Le premier capte pour le moment un certain nombre d’électeurs socialistes parmi les plus rétifs à l’incarnation Valls. Non seulement ceux-là ne viendront pas voter pour lui au premier tour de la Présidentielle, au cas où il serait désigné, mais il est possible, dans la grande tradition du vote révolutionnaire que certains d’entre eux participent à la Primaire de la BAP dans le but de faire tomber Valls et que soit désigné un candidat (Montebourg?) réduit à l’état de volaille socialiste à plumer tel que le prônait le Parti communiste des années Thorez, au tournant des années 30.

Le second attire à lui pour le moment les électeurs de la gauche socialiste réformiste et même, osons le mot employé par François Hollande jeudi soir, « progressistes », qui désespèrent d’un PS désormais perçu comme une machine à perdre désignant des candidats vains et déconnectés de la réalité et des attentes de l’époque. Combien de ceux-là iront à la Primaire? Et que voteront-ils s’ils y vont? Seront-ils saisis par la tentation du vote révolutionnaire contre Manuel Valls (Montebourg) afin que soit désigné un candidat PS qui finirait à moins de 5% afin de dégager la voie pour Macron?

Ici se mesure la difficulté de la candidature Manuel Valls. Les électeurs stratèges de la Primaire vont décider de son sort. De ce point de vue, on aimerait que les prolifiques instituts de sondage sondent ce qu’était l’électorat de François Hollande au premier tour de la Présidentielle 2012.

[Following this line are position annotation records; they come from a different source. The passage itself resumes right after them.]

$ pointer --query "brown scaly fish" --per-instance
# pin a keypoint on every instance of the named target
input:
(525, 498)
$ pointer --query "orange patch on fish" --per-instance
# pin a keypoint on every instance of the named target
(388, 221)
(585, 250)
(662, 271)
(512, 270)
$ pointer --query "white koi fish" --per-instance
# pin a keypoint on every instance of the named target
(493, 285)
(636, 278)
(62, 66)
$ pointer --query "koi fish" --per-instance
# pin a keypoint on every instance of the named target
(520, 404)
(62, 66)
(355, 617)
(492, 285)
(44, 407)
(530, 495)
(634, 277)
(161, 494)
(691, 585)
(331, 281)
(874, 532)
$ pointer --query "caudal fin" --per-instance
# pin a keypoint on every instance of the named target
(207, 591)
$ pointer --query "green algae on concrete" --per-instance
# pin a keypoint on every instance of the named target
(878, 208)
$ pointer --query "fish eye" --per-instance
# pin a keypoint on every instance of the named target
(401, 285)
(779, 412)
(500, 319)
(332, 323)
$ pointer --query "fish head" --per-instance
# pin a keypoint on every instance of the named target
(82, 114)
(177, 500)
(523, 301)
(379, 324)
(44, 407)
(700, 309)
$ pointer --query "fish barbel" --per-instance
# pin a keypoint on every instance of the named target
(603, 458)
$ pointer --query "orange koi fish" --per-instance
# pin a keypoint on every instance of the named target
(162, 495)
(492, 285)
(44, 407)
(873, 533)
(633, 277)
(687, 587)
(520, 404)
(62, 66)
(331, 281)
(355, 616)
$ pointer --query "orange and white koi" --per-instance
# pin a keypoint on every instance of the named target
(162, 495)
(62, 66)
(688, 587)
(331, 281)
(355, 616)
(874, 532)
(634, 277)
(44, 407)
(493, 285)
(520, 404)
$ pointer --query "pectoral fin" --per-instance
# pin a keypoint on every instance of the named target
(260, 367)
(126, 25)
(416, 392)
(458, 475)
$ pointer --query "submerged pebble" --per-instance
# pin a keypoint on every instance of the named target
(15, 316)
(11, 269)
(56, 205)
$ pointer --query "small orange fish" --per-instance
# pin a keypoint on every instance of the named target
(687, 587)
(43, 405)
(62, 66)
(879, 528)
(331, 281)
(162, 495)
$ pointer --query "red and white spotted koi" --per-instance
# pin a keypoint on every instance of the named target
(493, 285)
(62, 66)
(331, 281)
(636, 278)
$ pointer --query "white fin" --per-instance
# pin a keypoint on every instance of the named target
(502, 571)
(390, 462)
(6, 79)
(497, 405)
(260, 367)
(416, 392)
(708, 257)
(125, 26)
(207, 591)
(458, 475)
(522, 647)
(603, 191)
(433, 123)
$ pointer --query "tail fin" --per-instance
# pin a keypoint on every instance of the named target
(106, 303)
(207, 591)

Quel candidat pour le Tout sauf Valls? 

Au fond, l’alternative politique proposée aux électeurs de la Primaire est simple. Ou bien ils entendront proposer au vote des Français au premier tour de l’élection présidentielle un candidat doté d’une capacité gouvernementale a minima crédible, et alors ils voteront Manuel Valls. Ou bien ils entendront imposer une candidature porteuse des fondamentaux de la gauche socialiste, passant la présidentielle par pertes et profits, et alors ils se prononceront pour un(e) autre candidat(e). Encore faut-il qu'ils puissent trouver candidature qui leur conviennent, étant entendu que Montebourg et Hamon paraissent peu équipés pour entraîner derrière eux un front uni anti-Valls, de Aubry à Taubira en passant par Hidalgo. Nous entrons dans la période où certains cherchent ce candidat qui pourrait porter une certaine forme de Tout sauf Valls. Et bien des regards et sollicitations semblent ce lundi se tourner vers l'ancien ministre de l'Education Vincent Peillon, dont la personnalité serait de nature à fédérer les forces hostiles à Manuel Valls. A suivre.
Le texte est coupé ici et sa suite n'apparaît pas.